The National Whistleblower Center counterpunched in a case before the Administrative Review Board and won an important victory, firmly establishing the Department of Labor standard, namely whether a whistleblower “reasonably believes” a violation of law has been committed. Moreover, DOL specifically rejected the “definitive and specific” language.

But some discredited ideas just don’t die, and the District Court in Colorado revived “definitive and specific” again. Genberg appealed the decision, and NWC again responded with an amicus brief explaining why the Tenth Circuit must use the “reasonably believes” standard.

The Tenth Circuit agreed. It explained the “statement of the burden [put forth by the District Court] was incorrect, for the Administrative Review Board of the Department of Labor has explicitly disavowed the definitive and specific evidentiary standard” (internal quotations omitted).

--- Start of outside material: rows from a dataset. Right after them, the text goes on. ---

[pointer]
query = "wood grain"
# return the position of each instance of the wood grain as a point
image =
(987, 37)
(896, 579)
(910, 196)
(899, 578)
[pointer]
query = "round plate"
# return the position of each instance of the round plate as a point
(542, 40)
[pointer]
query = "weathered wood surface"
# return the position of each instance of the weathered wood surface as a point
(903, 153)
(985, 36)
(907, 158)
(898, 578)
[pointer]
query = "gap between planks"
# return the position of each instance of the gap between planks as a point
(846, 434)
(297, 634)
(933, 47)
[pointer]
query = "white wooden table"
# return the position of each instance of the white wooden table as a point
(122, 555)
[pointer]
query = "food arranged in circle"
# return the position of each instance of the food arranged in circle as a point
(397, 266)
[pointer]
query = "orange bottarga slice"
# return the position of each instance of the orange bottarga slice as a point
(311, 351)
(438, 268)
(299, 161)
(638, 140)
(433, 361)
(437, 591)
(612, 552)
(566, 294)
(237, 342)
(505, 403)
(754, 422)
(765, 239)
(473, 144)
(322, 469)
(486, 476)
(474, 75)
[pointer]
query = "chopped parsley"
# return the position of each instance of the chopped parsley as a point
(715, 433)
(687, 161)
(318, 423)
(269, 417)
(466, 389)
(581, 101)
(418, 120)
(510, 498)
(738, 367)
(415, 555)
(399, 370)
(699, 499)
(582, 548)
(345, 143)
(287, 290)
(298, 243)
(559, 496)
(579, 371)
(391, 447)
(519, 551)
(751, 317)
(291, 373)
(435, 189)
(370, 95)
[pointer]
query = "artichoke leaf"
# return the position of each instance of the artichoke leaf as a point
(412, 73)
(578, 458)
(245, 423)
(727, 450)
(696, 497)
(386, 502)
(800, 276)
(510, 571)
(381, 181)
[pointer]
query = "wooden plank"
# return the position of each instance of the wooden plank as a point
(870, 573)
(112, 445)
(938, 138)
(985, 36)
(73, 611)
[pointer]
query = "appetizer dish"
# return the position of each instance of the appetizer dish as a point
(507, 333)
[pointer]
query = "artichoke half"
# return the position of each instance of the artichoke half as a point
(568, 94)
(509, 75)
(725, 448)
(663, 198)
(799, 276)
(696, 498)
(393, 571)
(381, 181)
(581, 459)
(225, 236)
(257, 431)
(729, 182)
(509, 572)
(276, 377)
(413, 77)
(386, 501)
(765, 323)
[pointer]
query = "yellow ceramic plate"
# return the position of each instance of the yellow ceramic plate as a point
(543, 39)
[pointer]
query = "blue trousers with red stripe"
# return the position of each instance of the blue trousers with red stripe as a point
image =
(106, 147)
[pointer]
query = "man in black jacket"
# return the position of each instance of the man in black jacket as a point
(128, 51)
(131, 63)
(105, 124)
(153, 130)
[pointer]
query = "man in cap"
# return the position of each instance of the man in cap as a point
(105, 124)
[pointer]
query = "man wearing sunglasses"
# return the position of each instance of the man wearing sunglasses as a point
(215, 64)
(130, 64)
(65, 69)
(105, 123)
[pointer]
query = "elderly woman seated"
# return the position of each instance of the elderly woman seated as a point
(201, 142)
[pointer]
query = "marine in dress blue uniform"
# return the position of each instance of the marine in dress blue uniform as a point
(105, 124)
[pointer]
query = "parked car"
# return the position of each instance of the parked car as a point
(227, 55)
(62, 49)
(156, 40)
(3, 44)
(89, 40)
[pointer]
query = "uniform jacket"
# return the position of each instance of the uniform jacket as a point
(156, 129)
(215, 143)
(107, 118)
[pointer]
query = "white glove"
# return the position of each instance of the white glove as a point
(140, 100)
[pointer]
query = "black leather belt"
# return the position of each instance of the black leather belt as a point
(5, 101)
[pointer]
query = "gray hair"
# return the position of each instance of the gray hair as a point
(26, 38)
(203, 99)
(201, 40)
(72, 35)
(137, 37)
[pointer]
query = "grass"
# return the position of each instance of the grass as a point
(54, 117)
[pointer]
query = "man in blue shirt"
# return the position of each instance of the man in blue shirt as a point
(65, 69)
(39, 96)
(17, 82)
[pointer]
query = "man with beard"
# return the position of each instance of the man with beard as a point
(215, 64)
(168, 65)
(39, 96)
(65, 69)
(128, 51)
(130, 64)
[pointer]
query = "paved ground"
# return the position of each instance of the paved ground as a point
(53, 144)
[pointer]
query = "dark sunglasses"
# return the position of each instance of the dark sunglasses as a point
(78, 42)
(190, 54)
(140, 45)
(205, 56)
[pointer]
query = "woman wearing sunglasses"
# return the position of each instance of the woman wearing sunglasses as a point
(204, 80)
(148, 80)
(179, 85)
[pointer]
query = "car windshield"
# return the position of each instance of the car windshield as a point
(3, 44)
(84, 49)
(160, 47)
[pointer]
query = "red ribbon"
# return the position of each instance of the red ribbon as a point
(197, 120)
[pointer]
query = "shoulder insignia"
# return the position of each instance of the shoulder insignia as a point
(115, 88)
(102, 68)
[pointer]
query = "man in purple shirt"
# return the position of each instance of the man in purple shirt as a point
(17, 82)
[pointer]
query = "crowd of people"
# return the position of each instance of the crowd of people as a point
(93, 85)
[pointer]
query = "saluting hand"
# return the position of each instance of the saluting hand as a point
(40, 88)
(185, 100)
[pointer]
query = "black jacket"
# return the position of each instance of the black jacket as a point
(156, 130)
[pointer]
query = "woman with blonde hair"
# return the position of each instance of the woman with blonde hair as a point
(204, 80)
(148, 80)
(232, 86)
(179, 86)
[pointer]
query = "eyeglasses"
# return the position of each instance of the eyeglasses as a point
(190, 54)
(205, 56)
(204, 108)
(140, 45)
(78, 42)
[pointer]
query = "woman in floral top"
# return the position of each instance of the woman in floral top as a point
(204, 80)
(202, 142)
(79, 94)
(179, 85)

Stephen M. Kohn, the National Whistleblower Center’s executive director who submitted the amicus brief in Genberg v. Porter stated, “corporations must stop retaliating and start listening to their whistleblowers. The Tenth Circuit reaffirmed basic rules of law governing SOX. These rules were drafted to help whistleblowers report wrongdoing, not to help the corporation’s cover-up fraud.  The culture of shooting the messenger must end.  We are proud to have supported Mr. Genberg in this very important case.”